La concurrence, la politique du moins-disant et l’accroissement des marges conduisent les entreprises de propreté à baisser constamment les coûts et donc le temps accordé aux agents pour faire leur travail. Le secteur a développé sa productivité sur les conditions d’emploi et de travail des salariés avec une pression constante sur le rythme de travail qui s’accompagne de cadences de plus en plus très élevées.
Les conséquences sont évidentes en termes de rythme, de pression et d’usure physique mais également de dépassement d’horaires, de « sur travail » impayé. Le sentiment d’exploitation ressenti n’est pas anodin, les salariés doivent souvent prendre sur leur temps impayé pour pouvoir finir, quelques minutes, quelques dizaines de minutes qui se multiplient.

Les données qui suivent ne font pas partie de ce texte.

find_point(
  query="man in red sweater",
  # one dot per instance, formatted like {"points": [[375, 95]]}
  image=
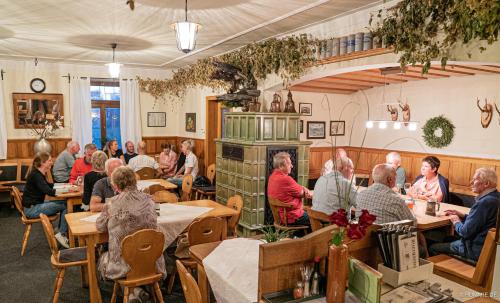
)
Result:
{"points": [[82, 165], [284, 188]]}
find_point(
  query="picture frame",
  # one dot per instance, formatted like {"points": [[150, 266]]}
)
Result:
{"points": [[337, 128], [305, 109], [191, 122], [316, 130], [157, 119]]}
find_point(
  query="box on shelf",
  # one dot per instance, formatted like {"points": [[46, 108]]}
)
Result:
{"points": [[396, 278]]}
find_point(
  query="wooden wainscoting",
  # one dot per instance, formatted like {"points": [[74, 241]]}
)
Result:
{"points": [[459, 170]]}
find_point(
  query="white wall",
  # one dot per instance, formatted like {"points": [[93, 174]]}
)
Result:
{"points": [[453, 97]]}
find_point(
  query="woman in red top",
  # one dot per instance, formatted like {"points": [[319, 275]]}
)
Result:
{"points": [[284, 188]]}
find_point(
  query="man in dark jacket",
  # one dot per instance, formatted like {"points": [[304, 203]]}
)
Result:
{"points": [[473, 228]]}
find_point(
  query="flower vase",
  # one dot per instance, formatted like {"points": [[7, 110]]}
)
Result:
{"points": [[337, 273], [42, 145]]}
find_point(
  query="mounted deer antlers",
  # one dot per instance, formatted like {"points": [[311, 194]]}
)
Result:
{"points": [[486, 113], [393, 111]]}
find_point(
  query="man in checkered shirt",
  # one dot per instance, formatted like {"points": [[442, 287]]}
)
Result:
{"points": [[380, 200]]}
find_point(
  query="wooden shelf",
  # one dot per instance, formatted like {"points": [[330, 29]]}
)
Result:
{"points": [[355, 55]]}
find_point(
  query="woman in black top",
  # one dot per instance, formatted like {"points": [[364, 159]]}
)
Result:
{"points": [[97, 173], [112, 151], [34, 193]]}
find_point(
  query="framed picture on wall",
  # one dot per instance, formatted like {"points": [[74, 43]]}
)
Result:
{"points": [[157, 119], [305, 109], [337, 128], [316, 130], [191, 122]]}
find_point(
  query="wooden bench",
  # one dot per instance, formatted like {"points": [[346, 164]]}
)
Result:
{"points": [[479, 277]]}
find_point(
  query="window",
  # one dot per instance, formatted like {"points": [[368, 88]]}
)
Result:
{"points": [[105, 96]]}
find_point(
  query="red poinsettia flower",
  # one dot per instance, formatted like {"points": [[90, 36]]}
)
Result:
{"points": [[356, 232], [339, 218], [366, 219]]}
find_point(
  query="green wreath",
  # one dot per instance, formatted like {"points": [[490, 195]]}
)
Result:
{"points": [[437, 125]]}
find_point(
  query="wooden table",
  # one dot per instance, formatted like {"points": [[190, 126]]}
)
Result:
{"points": [[88, 234]]}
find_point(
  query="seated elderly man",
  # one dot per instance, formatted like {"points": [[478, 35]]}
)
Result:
{"points": [[284, 188], [380, 200], [103, 188], [394, 159], [472, 228], [142, 160], [82, 165], [331, 190]]}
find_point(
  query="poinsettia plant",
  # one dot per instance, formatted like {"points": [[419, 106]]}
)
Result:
{"points": [[355, 231]]}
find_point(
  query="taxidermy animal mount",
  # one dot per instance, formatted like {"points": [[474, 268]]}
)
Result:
{"points": [[406, 112], [394, 112], [486, 113]]}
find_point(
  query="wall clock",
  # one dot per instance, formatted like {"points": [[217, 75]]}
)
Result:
{"points": [[37, 85]]}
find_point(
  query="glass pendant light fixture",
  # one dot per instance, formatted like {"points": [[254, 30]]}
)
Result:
{"points": [[114, 68], [185, 33]]}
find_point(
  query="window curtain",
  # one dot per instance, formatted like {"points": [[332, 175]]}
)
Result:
{"points": [[130, 112], [3, 124], [81, 110]]}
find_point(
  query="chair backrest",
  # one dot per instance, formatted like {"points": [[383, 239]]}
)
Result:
{"points": [[206, 230], [318, 219], [236, 203], [486, 261], [155, 188], [187, 185], [164, 196], [146, 173], [190, 288], [49, 233], [141, 250], [211, 173], [18, 202], [275, 206]]}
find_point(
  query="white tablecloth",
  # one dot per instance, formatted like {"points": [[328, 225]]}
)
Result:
{"points": [[173, 219], [232, 270]]}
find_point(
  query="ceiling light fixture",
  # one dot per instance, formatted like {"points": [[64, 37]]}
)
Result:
{"points": [[114, 68], [185, 33]]}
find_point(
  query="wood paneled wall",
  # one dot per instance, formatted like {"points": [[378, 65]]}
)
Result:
{"points": [[458, 170]]}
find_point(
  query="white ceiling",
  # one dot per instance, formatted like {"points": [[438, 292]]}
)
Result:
{"points": [[81, 31]]}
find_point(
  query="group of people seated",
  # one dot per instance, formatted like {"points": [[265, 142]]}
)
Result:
{"points": [[108, 183], [336, 189]]}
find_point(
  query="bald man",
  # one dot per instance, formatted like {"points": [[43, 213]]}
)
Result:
{"points": [[380, 200]]}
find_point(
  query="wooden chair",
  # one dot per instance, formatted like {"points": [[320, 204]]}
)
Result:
{"points": [[187, 185], [141, 250], [236, 203], [189, 286], [146, 173], [164, 196], [207, 191], [479, 277], [275, 206], [28, 222], [60, 260], [318, 219]]}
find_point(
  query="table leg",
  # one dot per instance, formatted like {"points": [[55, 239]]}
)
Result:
{"points": [[203, 284], [94, 292]]}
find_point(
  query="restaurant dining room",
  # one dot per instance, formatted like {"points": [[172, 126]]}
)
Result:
{"points": [[177, 151]]}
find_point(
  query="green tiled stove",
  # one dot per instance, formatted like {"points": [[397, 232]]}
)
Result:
{"points": [[244, 160]]}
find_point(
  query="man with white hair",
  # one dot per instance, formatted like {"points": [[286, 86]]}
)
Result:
{"points": [[103, 188], [142, 160], [64, 162], [335, 190], [394, 159], [380, 200], [473, 228]]}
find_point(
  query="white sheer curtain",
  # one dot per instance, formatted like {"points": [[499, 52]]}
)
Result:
{"points": [[81, 110], [3, 124], [130, 112]]}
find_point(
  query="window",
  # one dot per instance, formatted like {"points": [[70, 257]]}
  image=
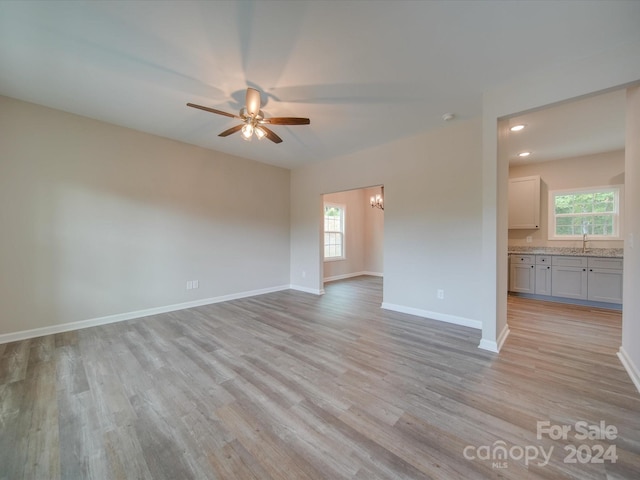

Les pouvoirs publics, en passant leur marché sont complices de cette logique. En voulant à tout pris baisser les dépenses publiques, ils incitent au moins disant, exposant les salariés, majoritairement des femmes non qualifiées, à vivre avec le temps partiel, le multi-emploi, la pauvreté salariale et à effectuer, souvent dans des conditions pénibles, un travail extrêmement dévalorisé.
La FEETS-FO exige des décideurs des clauses sociales contraignantes afin de mettre un terme au phénomène d’intensification du travail et de productivité qui sont les principaux facteurs de la dégradation des conditions de travail. La dignité exige des lois et un encadrement strict garant de l’égalité des droits pour tous.
La FEETS-FO dénonce la flexibilité qui se généralise à l’encontre des salariés et amplifiée avec les dernières lois de déréglementation et par certains accords d’entreprises : modulation du temps de travail, modifications sur le temps de travail, mobilité forcée, diminution des majorations des heures supplémentaires … De même, la FEETS-FO combat la banalisation du travail le dimanche et de nuit et exige une réponse politique promouvant des conditions de travail correctes.